Thank you for the proposal. I like the motivation and idea proposed at a high level but wanted to flag that it may be a more significant undertaking than expected across research, development, and testing. In addition, it is important to note that these changes will likely extend across both pocket-core and the ~2-year-old forked Tendermint codebase, so the developers will need to have an extensive understanding of both.
It’s also worth mentioning that the core team is looking into optimizing some low-hanging fruit (e.g. WRT. storage), though the cost to node runners will still be high until v1 is officially released. Re modifications to the claim/proof lifecycle - this is why V1 is following an “optimistic” approach, but I believe that these changes in V0 will not be trivial.
Concerns
My main points of concern are:
- Implementation: Implementation is non-trivial and could extend well into the v1 development lifecycle, at which point the network operational overhead of having two breaking upgrades may not be worth it.
- Support: This will likely require the support / advisorship of the core protocol team members. Timer permitting, we’d be happy to review documents and answer questions, but our main focus is V1.
- Tokenomics: Assuming all the safety guarantees are met, if significant changes to the core protocol are made, this could impact Pocket’s tokenomics, which would require a lengthier discussion. E.g. the WAGMI discussion alone spanned multiple months.
- Quality Assurance: In addition to the implementation in point (1), I believe testing and quality assurance of the changes would be even more difficult since bugs can’t be simply “patched”. With every minor and major release that has come out in V0, the team builds an extensive plan with lots of testing and has found some critical bugs along the way. As a newer member of the team, I was very impressed by the detailed hundreds of pages used to test some of the recent and upcoming releases.
Suggestion
With that being said, I personally really want to support community contribution and involvement as much as possible. So my suggestion would be to:
- The DAO provides a small grant (e.g. 1%-5%) to fund the research for this proposal. The deliverable for this grant will be a design document and QA plan.
- The community and core protocol team members review and provide feedback on the proposed changes and testing plan. This can help scope the level of changes, highlight missing gaps, and give insight into the feasibility of the proposed design.
- Assuming (2) goes well, the DAO could provide another small grant (e.g. another 1%-5%) to fund the development of a prototype.

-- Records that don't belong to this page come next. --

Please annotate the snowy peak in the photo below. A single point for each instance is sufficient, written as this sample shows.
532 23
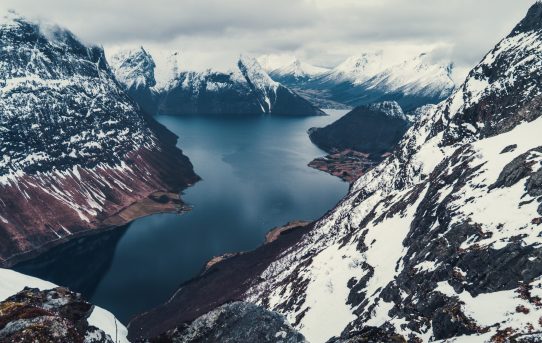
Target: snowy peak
417 76
298 70
390 108
134 68
532 21
502 90
359 68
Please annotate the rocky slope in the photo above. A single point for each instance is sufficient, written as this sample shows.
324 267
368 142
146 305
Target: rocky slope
441 241
32 310
359 140
373 129
367 78
77 155
247 89
235 322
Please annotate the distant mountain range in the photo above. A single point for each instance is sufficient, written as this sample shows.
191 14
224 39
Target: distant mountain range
246 89
78 155
366 79
440 242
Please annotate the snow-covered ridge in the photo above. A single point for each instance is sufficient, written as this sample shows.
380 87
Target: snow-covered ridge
417 76
440 242
134 68
391 108
75 150
245 89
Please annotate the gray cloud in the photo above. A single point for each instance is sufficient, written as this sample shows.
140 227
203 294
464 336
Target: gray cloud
213 32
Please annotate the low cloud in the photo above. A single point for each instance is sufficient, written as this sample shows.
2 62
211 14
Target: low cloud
211 33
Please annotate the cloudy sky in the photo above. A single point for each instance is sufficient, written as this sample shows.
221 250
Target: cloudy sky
212 33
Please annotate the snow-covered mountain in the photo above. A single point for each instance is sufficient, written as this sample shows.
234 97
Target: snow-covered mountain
355 69
369 78
77 154
43 312
294 71
441 242
246 89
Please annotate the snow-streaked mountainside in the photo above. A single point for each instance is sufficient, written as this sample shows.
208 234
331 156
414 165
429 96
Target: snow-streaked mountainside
441 241
370 78
373 130
290 70
356 69
76 151
12 282
246 89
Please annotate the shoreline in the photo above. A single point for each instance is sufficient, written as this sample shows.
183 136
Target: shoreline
157 202
348 164
226 279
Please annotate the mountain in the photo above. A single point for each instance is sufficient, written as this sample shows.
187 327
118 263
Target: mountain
359 140
367 78
296 72
32 310
438 243
135 70
78 156
373 129
245 90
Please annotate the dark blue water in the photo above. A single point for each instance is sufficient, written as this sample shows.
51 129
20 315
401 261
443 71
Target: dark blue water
255 177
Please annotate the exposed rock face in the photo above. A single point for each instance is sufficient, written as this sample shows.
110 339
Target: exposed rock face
348 165
441 241
221 283
77 154
373 130
135 70
33 310
247 90
55 316
235 322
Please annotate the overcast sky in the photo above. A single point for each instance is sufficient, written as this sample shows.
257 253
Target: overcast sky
212 33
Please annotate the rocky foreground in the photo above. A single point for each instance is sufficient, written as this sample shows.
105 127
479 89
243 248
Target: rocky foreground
440 242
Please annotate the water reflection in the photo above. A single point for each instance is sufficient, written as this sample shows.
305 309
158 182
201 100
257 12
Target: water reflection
255 177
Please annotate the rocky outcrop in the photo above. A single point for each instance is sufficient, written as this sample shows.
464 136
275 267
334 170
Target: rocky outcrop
222 282
55 315
374 130
365 79
440 241
78 156
235 322
359 140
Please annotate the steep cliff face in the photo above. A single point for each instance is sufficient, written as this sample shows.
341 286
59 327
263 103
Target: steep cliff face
441 241
77 155
246 90
374 130
235 322
33 310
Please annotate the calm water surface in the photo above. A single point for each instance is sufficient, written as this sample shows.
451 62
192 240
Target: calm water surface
255 177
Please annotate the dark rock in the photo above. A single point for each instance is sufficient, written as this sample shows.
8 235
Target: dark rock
366 129
55 316
236 322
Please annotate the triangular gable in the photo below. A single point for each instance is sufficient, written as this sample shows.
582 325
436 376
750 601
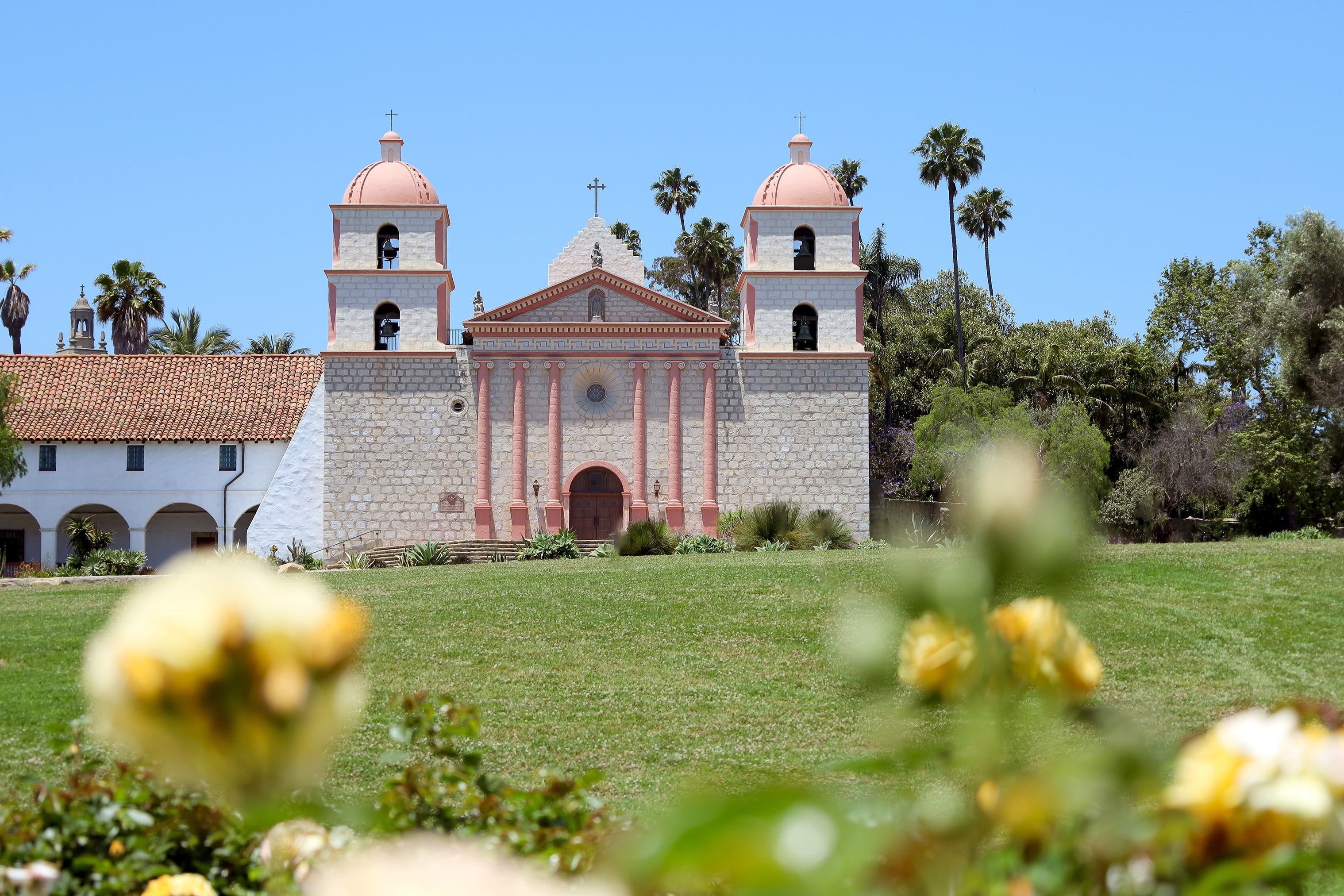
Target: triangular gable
663 308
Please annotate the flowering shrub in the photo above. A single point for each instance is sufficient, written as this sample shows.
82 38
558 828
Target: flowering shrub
1011 780
243 685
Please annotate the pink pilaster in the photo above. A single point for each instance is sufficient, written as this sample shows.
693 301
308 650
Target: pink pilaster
677 512
484 522
518 507
710 507
554 510
639 504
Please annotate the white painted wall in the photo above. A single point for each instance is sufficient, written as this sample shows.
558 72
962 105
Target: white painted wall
177 473
293 503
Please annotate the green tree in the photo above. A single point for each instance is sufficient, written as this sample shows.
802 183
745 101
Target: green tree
1307 309
948 155
14 309
130 297
185 338
675 192
982 217
847 175
710 250
627 235
275 344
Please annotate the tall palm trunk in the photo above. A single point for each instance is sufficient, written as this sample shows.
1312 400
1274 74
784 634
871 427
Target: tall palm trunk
956 273
988 278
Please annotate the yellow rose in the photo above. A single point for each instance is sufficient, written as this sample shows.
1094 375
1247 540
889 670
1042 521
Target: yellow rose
1047 650
937 656
179 886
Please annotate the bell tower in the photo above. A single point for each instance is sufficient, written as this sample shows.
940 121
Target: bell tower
389 285
801 283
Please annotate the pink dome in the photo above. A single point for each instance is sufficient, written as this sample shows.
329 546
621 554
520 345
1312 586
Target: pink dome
800 183
390 182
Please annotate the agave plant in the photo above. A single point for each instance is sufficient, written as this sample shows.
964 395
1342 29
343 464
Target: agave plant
551 546
826 526
774 522
703 545
427 554
646 538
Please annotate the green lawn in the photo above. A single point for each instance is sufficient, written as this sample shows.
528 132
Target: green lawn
662 671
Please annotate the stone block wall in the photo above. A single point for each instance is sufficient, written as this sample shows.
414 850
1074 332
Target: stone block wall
795 431
396 450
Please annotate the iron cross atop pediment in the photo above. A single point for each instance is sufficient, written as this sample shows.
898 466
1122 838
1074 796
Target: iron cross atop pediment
596 186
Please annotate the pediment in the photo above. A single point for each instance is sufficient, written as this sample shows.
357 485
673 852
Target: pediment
568 301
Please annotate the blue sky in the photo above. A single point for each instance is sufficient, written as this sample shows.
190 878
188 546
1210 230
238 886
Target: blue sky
208 140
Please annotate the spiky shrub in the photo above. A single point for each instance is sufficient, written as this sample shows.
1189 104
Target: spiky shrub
728 522
773 522
427 554
644 538
827 526
357 562
703 545
550 546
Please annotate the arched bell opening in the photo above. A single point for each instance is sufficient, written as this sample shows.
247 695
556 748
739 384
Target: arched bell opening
388 327
804 328
389 248
804 249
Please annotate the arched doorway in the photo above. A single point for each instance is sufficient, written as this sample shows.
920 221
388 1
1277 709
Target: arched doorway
597 503
177 528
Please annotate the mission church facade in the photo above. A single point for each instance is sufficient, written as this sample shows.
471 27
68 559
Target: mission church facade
592 402
586 405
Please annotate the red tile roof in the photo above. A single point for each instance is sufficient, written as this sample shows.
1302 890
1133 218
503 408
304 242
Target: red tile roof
151 398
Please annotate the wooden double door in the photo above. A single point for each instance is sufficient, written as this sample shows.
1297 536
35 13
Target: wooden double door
597 506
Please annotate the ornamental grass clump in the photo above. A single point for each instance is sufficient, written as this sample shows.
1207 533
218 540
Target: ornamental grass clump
777 522
229 675
828 528
1001 770
644 538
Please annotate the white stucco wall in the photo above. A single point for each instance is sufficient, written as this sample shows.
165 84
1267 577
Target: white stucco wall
181 479
293 503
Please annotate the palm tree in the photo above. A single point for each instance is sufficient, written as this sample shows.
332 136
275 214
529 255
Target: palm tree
709 248
279 344
847 175
130 297
1047 377
949 155
185 338
627 235
14 309
675 191
983 215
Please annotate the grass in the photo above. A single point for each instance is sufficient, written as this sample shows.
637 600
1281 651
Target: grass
663 671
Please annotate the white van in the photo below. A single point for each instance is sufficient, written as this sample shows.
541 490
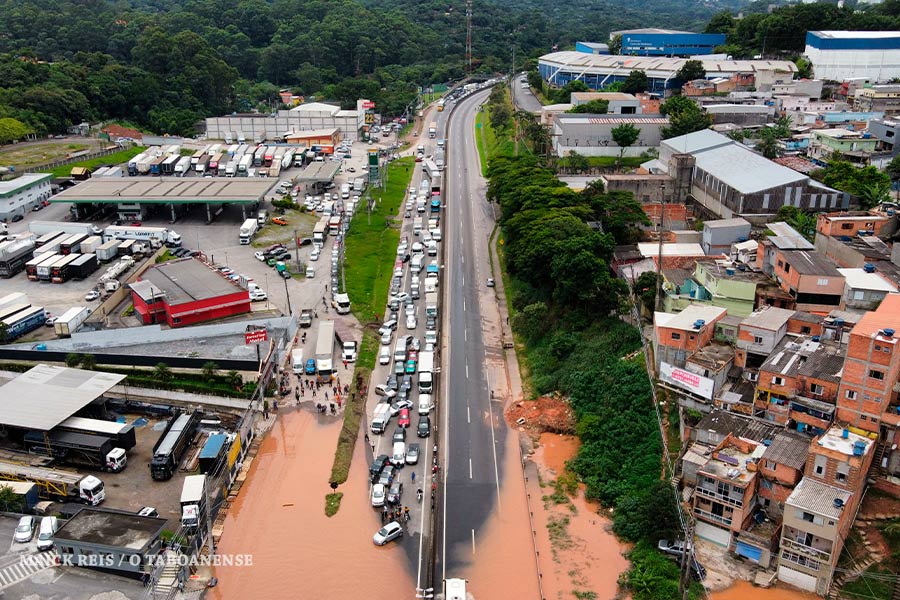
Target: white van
399 454
46 532
384 355
297 361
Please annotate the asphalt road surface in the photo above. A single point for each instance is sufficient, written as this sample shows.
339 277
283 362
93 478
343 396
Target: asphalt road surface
472 473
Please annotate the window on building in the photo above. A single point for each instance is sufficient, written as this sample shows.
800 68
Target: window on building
819 465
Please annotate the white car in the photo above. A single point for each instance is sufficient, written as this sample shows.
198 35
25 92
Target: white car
378 494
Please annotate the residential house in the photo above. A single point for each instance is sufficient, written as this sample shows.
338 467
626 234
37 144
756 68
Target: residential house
820 511
867 393
798 384
677 336
853 146
864 289
725 497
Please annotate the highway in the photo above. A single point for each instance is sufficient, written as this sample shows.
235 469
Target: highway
473 432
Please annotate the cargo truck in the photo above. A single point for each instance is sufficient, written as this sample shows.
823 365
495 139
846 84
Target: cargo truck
156 236
39 228
73 448
172 444
248 230
83 266
15 255
108 250
122 434
64 486
71 320
193 501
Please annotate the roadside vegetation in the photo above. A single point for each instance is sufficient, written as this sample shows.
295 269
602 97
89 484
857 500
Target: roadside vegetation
565 315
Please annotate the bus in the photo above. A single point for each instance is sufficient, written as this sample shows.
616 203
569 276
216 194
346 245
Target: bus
325 350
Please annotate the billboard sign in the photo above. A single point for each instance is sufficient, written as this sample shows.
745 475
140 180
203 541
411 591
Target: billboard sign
696 384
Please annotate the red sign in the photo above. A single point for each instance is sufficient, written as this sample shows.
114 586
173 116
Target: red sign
255 337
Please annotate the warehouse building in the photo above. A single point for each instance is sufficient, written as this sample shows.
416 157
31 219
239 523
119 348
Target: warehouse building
667 42
598 70
186 291
316 116
18 196
840 55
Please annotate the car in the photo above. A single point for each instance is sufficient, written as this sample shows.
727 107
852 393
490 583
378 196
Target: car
676 548
395 493
387 475
393 383
24 530
403 418
377 466
399 405
378 493
388 533
399 435
412 454
424 427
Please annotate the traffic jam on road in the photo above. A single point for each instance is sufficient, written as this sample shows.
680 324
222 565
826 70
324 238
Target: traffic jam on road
401 421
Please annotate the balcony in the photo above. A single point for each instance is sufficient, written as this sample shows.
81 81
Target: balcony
735 502
795 546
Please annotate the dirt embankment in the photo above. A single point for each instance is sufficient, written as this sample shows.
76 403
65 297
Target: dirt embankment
547 414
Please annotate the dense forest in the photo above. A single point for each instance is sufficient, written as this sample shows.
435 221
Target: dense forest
165 64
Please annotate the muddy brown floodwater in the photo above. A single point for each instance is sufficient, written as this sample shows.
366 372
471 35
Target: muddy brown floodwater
279 519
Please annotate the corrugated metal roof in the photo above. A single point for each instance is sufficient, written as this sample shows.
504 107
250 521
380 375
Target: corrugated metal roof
817 497
45 396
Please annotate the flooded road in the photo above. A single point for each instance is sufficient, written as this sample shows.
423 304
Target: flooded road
744 589
279 518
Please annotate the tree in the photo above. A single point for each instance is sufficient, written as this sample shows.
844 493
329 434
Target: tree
689 71
685 116
624 136
162 373
88 362
209 370
636 82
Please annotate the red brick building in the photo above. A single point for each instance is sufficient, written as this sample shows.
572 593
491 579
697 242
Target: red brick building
185 292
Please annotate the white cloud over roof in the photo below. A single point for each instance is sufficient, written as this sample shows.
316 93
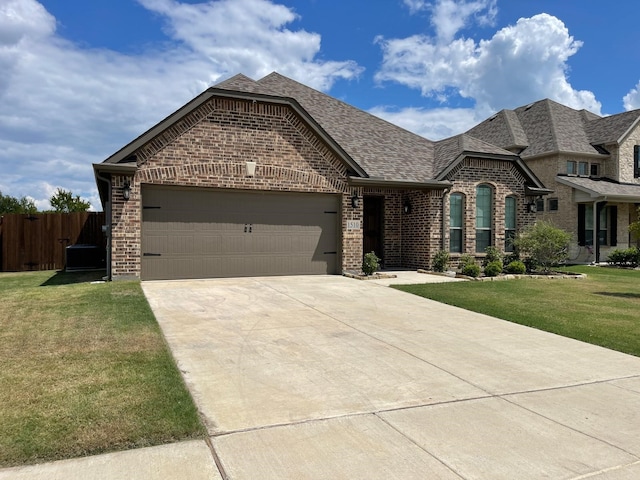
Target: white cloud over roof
632 99
65 106
520 63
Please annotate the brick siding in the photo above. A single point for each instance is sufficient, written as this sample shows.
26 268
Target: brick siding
210 148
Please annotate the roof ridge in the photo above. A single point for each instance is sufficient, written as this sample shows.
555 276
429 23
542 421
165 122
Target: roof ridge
342 102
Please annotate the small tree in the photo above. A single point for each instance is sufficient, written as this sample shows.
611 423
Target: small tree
545 244
9 204
63 201
634 228
370 263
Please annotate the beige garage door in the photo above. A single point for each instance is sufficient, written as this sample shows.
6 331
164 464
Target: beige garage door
201 233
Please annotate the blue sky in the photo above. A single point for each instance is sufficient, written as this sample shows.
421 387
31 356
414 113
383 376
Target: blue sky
80 78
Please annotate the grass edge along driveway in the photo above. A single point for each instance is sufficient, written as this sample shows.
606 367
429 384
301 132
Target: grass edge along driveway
84 369
602 309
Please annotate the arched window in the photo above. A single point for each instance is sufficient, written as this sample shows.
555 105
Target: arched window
484 207
509 223
456 215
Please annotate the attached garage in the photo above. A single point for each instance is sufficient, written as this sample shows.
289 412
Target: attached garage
205 232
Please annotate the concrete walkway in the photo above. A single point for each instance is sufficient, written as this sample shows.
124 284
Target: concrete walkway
327 377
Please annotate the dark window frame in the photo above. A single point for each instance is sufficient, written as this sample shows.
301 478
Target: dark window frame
510 233
484 235
458 230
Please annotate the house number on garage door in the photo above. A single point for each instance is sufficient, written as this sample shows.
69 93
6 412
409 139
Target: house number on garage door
353 224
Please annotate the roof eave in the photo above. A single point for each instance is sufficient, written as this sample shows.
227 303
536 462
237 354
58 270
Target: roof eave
597 196
401 184
211 92
629 130
464 154
566 152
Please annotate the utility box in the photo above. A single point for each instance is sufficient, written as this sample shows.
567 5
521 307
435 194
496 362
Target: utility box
84 257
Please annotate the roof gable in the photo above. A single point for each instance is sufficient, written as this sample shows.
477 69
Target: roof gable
383 149
546 126
613 128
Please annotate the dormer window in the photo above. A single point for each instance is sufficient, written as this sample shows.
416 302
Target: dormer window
583 168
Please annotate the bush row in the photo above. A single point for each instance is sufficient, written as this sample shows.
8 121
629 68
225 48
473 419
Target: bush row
629 257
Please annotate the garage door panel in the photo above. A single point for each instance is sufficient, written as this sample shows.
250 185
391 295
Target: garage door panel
198 233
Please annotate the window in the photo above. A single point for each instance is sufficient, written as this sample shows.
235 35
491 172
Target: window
583 168
607 228
484 205
456 209
509 223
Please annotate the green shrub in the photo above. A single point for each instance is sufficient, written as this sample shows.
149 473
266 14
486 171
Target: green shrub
471 270
441 261
468 266
370 263
492 255
544 245
493 269
629 257
516 267
465 259
511 257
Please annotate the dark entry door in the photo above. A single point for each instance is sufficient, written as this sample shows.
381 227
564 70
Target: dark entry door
373 225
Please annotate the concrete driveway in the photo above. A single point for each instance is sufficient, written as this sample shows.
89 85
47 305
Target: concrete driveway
328 377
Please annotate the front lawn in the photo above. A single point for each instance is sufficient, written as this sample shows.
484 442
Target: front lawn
84 369
603 309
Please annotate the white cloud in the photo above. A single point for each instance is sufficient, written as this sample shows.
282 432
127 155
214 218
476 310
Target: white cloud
451 16
632 99
66 106
519 64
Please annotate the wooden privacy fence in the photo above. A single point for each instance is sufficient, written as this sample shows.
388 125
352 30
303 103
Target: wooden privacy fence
39 241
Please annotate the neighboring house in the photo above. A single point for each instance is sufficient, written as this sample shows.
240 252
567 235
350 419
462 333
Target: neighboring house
591 163
271 177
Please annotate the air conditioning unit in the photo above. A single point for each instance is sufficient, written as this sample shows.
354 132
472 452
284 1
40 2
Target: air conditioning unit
84 257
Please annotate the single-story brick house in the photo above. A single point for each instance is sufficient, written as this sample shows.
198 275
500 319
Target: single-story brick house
271 177
591 163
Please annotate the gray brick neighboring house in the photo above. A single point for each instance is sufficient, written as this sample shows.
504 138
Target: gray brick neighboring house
271 177
591 163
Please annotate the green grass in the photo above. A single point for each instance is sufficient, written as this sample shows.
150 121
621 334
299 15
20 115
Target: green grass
84 369
603 309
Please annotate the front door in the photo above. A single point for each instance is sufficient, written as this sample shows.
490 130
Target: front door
373 225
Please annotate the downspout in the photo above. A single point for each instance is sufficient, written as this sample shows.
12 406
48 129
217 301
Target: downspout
443 222
107 214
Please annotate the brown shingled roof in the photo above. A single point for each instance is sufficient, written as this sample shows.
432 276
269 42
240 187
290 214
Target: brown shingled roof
384 150
548 127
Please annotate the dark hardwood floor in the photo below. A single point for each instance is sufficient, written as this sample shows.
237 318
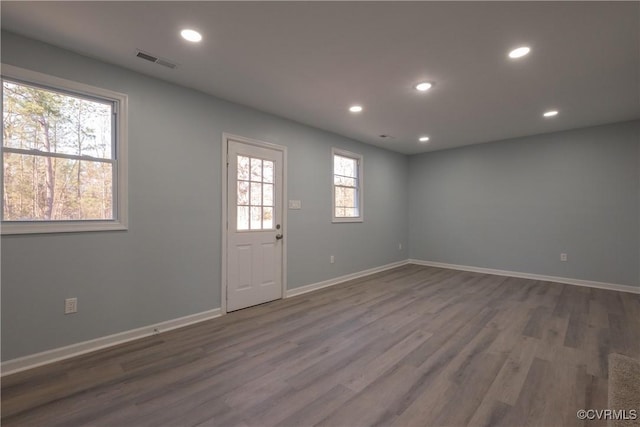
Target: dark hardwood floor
412 346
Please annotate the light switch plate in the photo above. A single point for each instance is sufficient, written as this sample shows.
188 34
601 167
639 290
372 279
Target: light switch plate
295 204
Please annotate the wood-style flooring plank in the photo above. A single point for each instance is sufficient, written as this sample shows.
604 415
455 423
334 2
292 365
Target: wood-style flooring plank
411 346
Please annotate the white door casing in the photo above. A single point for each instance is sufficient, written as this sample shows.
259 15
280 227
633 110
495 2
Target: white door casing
254 223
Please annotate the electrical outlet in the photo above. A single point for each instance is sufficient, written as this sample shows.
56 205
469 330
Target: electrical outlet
70 305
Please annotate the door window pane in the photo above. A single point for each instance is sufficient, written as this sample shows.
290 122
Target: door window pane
255 194
243 217
243 168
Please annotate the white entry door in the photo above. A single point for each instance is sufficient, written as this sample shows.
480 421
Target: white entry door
255 228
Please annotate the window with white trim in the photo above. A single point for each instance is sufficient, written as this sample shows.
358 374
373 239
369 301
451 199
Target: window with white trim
347 186
63 155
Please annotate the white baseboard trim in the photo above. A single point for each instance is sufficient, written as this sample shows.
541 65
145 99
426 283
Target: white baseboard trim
38 359
331 282
567 280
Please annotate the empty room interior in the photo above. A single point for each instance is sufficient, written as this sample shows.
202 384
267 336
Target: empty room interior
320 213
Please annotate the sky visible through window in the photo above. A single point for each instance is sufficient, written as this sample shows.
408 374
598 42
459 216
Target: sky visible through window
58 161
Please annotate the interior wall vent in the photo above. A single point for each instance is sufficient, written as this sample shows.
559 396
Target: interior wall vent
151 58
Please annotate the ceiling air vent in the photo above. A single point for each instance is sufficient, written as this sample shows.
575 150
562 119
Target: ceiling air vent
148 57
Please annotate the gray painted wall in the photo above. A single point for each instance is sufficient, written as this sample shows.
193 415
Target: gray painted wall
167 264
517 204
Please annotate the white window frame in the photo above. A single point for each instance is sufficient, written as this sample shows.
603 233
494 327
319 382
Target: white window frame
120 188
359 189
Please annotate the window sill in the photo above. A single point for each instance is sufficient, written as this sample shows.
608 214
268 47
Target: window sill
346 220
13 228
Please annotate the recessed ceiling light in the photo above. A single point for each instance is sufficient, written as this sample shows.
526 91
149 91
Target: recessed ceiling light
191 35
519 52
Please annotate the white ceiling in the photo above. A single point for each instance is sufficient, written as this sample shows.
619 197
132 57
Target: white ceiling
309 61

- Many issues & challenges are often uncovered in step (3), and timelines change, which can guide the research team as to whether this should be pursued.
- Depending on the outcome of (4), the DAO could provide the remaining funds.
Wins
I think this would be a win-win-win for the following reasons:
- There is the potential upside for lower costs for node runners.
- Even if the project fails is not pursued after the research or prototyping phase, the team will still be compensated for the time.
- The protocol team is very invested in making V1 more contributor-friendly through better tooling, better documentation, a better codebase, and well-defined processes for proposal, submissions and reviews. This could be an excellent opportunity to support, work with and learn from external contributors in the community, which will guide how we can further improve it in V1.